Her smile says she’s lying.

For a moment, I wonder how things worked out that Mr. Sullivan isn’t the triplets’ biological father.

And then I remind myself it’s none of my business.

My business is telling Decker if he can trust Margie.

And honestly?

I think the answer’s yes.

She’s going to want something from him and his brothers that they might not want to give, but I believe her when she says she doesn’t want collateral damage.

I believe she wants to fit into a family.

And if I’m wrong—

If I’m wrong, I’m wrong. There’s enough to be suspicious of in life.

I want to keep my rose-colored glasses on when it comes to Margie-Margot.

To be brave again.

To not be afraid to live.

The apple cobbler goes in the oven as the kabobs come off the grill, and we all head outside to eat in the cool evening.
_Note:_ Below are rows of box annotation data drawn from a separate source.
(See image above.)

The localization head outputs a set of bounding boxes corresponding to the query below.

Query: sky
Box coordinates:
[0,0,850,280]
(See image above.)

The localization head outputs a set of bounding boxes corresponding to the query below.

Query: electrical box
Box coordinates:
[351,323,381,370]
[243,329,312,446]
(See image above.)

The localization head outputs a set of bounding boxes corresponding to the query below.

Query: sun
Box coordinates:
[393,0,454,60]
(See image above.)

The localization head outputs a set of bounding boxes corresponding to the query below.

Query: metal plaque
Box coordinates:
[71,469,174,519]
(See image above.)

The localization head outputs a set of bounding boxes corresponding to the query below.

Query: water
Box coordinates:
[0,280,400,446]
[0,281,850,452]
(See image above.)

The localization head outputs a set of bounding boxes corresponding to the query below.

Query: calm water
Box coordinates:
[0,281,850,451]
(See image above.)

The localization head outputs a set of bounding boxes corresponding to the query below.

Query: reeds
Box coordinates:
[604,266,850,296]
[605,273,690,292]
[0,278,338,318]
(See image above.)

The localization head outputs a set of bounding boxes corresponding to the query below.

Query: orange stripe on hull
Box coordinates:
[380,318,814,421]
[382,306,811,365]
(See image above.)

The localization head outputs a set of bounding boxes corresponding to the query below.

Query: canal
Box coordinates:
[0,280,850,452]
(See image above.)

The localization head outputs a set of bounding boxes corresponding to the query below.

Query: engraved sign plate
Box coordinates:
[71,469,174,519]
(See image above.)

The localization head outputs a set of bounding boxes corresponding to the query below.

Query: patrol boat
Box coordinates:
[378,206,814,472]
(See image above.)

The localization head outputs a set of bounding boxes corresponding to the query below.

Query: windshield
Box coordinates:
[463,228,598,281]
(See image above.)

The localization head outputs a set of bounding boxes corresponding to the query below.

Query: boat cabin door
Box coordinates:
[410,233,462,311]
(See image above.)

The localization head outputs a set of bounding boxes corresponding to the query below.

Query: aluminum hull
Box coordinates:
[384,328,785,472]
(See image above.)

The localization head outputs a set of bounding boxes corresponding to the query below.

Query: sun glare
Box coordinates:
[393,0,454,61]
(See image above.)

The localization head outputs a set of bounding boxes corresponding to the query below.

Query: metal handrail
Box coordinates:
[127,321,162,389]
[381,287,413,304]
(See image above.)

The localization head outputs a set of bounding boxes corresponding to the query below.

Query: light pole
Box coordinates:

Jack and Lucky flank Margie, with Decker and me across the table and Mr. and Mrs. Sullivan at either end.

Mrs. Sullivan grills Margie on where she’s from and how she’s liking Snaggletooth Creek and if she thinks she’ll settle here long-term, and before long, even the triplets have calmed down.

They have no idea they’re dealing with a world-class achiever.

They think she’s just a nice person who’s putting effort into not messing up in front of their parents.

Not that the favor is being returned.

Their mom is dishing out a lot of, “Lucky, did you hear that? Margie loves cooking shows. You two should compare notes and cook together sometime,” and “Lucky, you should take Margie to Sir Pretzelot if she loves this bread that much,” and “Lucky, Margie’s never been white water rafting!

What are you doing tomorrow? You should take her. ”

“Rafting season is long over,” Decker says.

Jack takes a more direct approach. “Mom, leave him alone.”

“What? I’m just trying to be helpful. You boys so rarely have friends in town like this where you can really show them around.”

“He’s not into Margie like that,” Decker says.

Mrs. Sullivan rolls her eyes. “Because of the curse?”

“Shh,” Decker hisses.

“It’s not because of the curse,” Lucky says.

“Curses aren’t real,” Mrs. Sullivan adds.

“Don’t curse it worse by saying curses aren’t real,” Jack says.